Vision backends¶
AgentVision's analysis backend is pluggable. The same Report contract is produced by
each, via per-provider schema adapters.
| Backend | Install | Key | Notes |
|---|---|---|---|
local |
(base) | none | Structural/heuristic only. No egress. Always available. |
anthropic |
[anthropic] |
ANTHROPIC_API_KEY |
Default. Model claude-haiku-4-5. |
openai |
[openai] |
OPENAI_API_KEY |
Strict json_schema structured output. |
gemini |
[gemini] |
GOOGLE_API_KEY |
response_schema structured output. |
ollama |
[openai] |
OLLAMA_API_KEY |
OSS multimodal models via Ollama (local or Ollama Cloud). Default gemma3:27b. Tolerant JSON parsing. |
Ollama¶
Use any multimodal Ollama model as the vision backend — great for OSS / self-hosted setups and for Ollama Cloud (no local GPU needed):
export OLLAMA_API_KEY=... # or put the key in ~/.config/ollama/key
export AGENTVISION_OLLAMA_MODEL=gemma3:27b # any multimodal model
export AGENTVISION_OLLAMA_BASE_URL=https://ollama.com/v1 # default; or http://localhost:11434/v1
agentvision analyze page.html --backend ollama
The key resolves from OLLAMA_API_KEY, falling back to ~/.config/ollama/key.
Selection¶
Precedence: explicit --backend → AGENTVISION_VISION_BACKEND → first available cloud
backend → local.
Models¶
Defaults are config-overridable:
export AGENTVISION_ANTHROPIC_MODEL=claude-sonnet-4-6 # or claude-opus-4-8
export AGENTVISION_OPENAI_MODEL=gpt-4o
export AGENTVISION_GEMINI_MODEL=gemini-2.0-flash
The Anthropic default is Haiku because analyze runs frequently inside the loop;
upgrade to Sonnet/Opus for harder visual judgments.
Fallback semantics¶
- Missing key/dependency for a requested cloud backend → falls back to
localand adds awarningissue to the report (never silent). - Invalid key / quota exceeded at call time → raises an error (no silent fallback) so you notice and fix it.

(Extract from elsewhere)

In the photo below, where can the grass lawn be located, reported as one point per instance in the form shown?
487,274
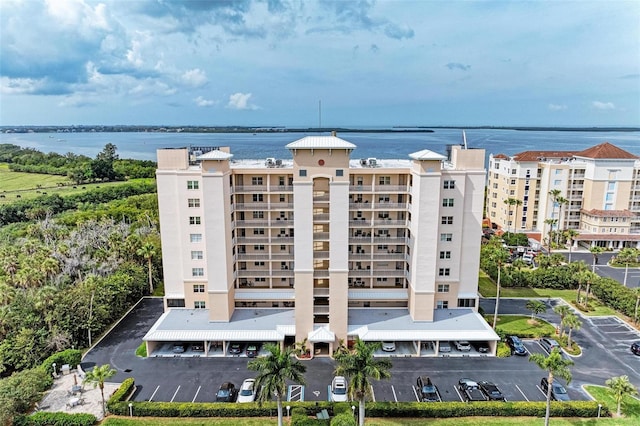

The local backend (honest scope)¶
local performs no semantic critique. It packages grounded DOM/CV findings (contrast,
overflow, broken images, console errors, blank renders). Use it for fast/offline/CI runs
and as the privacy-preserving option; use an LLM backend when you need judgment about
whether the result actually looks right.
Capabilities matrix¶
Report.capabilities lists which IssueKinds the producing backend can emit. The local
backend emits contrast, overflow, broken_image, error_text, blank, other; LLM backends
can emit any kind (layout, missing_element, overlap, clipped, …).